I offer you what I have learned from my children and other people’s children – this is what they need us to talk to them about:
1. What is your sexual philosophy and how do you make sexual decisions? What’s the purpose of sex in your life? How will you know when you are ready for intercourse? What do you mean by sex? Have you noticed that people try to skirt responsibility for sexual decisions by using language like “hook up?” And don’t even get me started on sports references to “bases.” Here’s a hint – if the other person you are with is using language that suggests that sex involves someone winning and someone losing, exit stage left. As I tell my own kids, that person at best will be no good at it and at worst quite potentially dangerous.
2. If you can’t talk about sexual intimacy, then you might want to consider that you are not ready to engage in it. Most of us don't want to talk about it because we are shy. But some people avoid talking about it because it puts them in a position of power and it’s those people that we want our children to avoid and when they don’t avoid them, to know how to get out of a bad situation.
3. What types of sexual acts are you comfortable with? Let me clear here. Don't ask your child this because that would be weird. Instead, advise them that this is something they should ask themselves and a potential partner. We should all consider what kinds of sexual acts have experience with and what we are comfortable with. Maybe I have kissed another person and “made out” (what does THAT mean?) but maybe my clothes have always been on and maybe I am comfortable with that and only that for now. Own it. Don’t apologize or explain, which leads me to 4.

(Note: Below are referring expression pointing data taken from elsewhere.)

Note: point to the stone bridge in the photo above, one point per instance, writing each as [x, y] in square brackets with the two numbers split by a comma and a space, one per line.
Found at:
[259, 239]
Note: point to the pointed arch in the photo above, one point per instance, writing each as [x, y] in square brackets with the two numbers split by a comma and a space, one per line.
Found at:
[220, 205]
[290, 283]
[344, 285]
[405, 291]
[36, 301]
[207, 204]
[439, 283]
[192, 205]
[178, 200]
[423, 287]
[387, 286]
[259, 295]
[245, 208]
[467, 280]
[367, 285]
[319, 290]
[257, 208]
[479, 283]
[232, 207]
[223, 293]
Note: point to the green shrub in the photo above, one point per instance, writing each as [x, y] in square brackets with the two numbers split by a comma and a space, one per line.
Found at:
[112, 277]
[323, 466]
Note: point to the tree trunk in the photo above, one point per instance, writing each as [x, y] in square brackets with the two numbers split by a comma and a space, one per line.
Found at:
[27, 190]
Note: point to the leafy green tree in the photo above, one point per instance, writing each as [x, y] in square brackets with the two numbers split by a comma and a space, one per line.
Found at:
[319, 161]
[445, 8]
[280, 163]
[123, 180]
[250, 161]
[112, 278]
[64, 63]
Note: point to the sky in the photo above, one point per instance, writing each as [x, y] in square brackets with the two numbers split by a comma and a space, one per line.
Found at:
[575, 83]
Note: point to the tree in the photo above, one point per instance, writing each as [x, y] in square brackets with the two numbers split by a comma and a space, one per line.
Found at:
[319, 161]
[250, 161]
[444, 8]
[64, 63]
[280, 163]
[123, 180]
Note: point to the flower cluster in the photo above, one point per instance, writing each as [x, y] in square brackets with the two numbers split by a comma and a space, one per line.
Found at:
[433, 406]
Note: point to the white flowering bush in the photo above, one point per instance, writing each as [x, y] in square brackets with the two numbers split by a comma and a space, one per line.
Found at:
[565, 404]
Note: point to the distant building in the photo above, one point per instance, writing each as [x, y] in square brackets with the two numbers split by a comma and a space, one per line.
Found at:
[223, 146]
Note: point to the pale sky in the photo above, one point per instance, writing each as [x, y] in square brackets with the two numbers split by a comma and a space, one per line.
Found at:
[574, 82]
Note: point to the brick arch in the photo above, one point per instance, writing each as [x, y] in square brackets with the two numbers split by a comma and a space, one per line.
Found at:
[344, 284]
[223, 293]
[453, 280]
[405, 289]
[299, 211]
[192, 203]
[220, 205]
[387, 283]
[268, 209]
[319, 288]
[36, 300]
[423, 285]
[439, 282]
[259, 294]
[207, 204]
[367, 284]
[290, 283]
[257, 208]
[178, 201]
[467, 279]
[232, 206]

4. We never ever have to justify or explain or get approval about our sexual decisions. If you don’t “do” oral sex you don’t have to explain that. The other person can respond “hey, thanks for letting me know.” Pretty much anything else is grounds for suspicion.
5. What expectations do I have? What expectations do you have? Is sexual intimacy an expression of committed relationship and I anticipate there will be ongoing contact and communication? Is the other person on the same page? Or am I not wanting a dating relationship and want to be clear that there will be little or no continued contact. Or something else?

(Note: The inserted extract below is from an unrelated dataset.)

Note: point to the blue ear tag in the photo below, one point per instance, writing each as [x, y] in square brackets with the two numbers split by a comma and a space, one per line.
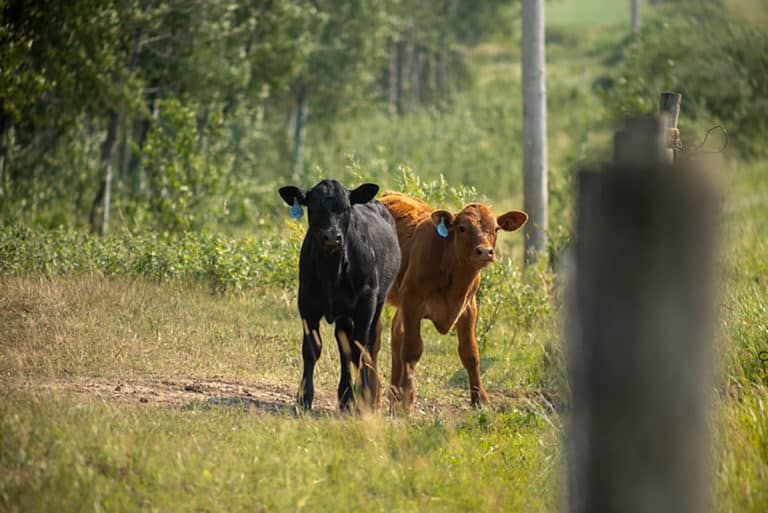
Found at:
[441, 229]
[296, 211]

6. If this is heterosexual sex, what forms of birth control are we using? Notice the words WE, not she, but we. We should expect our sons and our husbands and male partners to ask and offer to share in the expense. And for both heterosexual and same sex sex, what safe sex methods are we using?

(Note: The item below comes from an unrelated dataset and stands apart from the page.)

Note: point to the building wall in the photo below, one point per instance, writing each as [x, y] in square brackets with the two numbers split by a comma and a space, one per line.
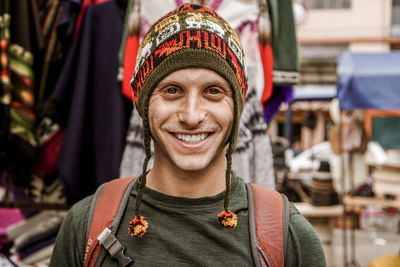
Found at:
[365, 26]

7. And finally…..Sober, enthusiastic consent is the norm and our expectation. It’s important to be very clear with your child that it is your expectation that they seek consent PRIOR to engaging in sexual activity and that this consent conversation can only really occur if both people are sober and therefore able to give consent.
I live in hope that our children can do better than we have done. Take a deep breath and go talk to your kid.